The King County Securities Act claim includes language similar to that
used in the Skagit complaint. The complaint alleges that the defendants offered
for sale non-registered corporate securities, including stock/membership interest
in RTSI and/or SMRB which was an unlawful offer and sale of security, and they
“made untrue statements and/or omitted material facts, and engaged in an act,
practice, course of business, or employed a device, scheme, or artifice in order to
operate a fraud or deceit upon Plaintiff.” These allegations mirror the Skagit
lawsuit claim that Defendants’ misrepresentations caused him to purchase
ownership in the companies. The claims arise out of the same facts: the alleged
misrepresentations and the $650,000 investment for ownership in the
companies. Both the Skagit misrepresentation claim and the King County
Securities Act claim would hinge on evidence related to the entire investment
transaction.
Moreover, the April 2018 e-mail from Bagot’s lawyer, sent the day the
Skagit lawsuit was filed, confirms Bagot was aware of the facts giving rise to his
claim that that the investment scheme violated the Securities Act. “Knowledge by
15 No. 84440-7-I/16 (consol. with No. 84905-1-I)
the attorney is imputed to the client.” Hill v. Dep’t of Lab. & Indus., 90 Wn.2d 276,
279, 580 P.2d 636 (1978). The e-mail stated that Bagot was “lured” to invest and
informed one of the investment group executives, “You and your colleagues have
committed securities fraud.” The e-mail indicates that Bagot knew the facts
underlying his claims of securities violations and the claim was ripe at the time of
filing of the Skagit lawsuit.
This situation differs from cases where the facts related to the second
lawsuit had yet to occur when the first was concluded.

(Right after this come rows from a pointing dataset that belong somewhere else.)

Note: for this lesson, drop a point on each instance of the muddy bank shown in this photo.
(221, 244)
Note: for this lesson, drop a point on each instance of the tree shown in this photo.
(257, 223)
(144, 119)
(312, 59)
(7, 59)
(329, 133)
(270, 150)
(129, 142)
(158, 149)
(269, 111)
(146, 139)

For example, in Weaver,
the plaintiff filed for temporary disability believing that he was cured of his cancer-
related claims, but later discovered the cancer had metastasized. 194 Wn.2d at
482. The permanent disability claim did not exist and, therefore, could not be
litigated at the time of the temporary disability claim. Id. By contrast, the record
here indicates Bagot already knew that securities violations had occurred when
he filed the Skagit case.
As for the trial court’s grant of the defendants’ motions for summary
judgment dismissing Bagot’s other claims based on claim preclusion, the
commissioner denied discretionary review, ruling that Bagot had failed to meet
any of the criteria for review under RAP 2.3(b)(1), (2), and (3). Bagot did not seek
modification of the commissioner’s ruling. Accordingly, we decline to review the
issues raised in Bagot’s motion for discretionary review.
CONCLUSION
Bagot’s Securities Act claim could have been brought at the time of the
Skagit case and is, therefore, precluded under the doctrine of claim preclusion.
16 No. 84440-7-I/17 (consol. with No. 84905-1-I)
We reverse the trial court’s denial of summary judgment as to that claim and
remand for further proceedings consistent with this decision.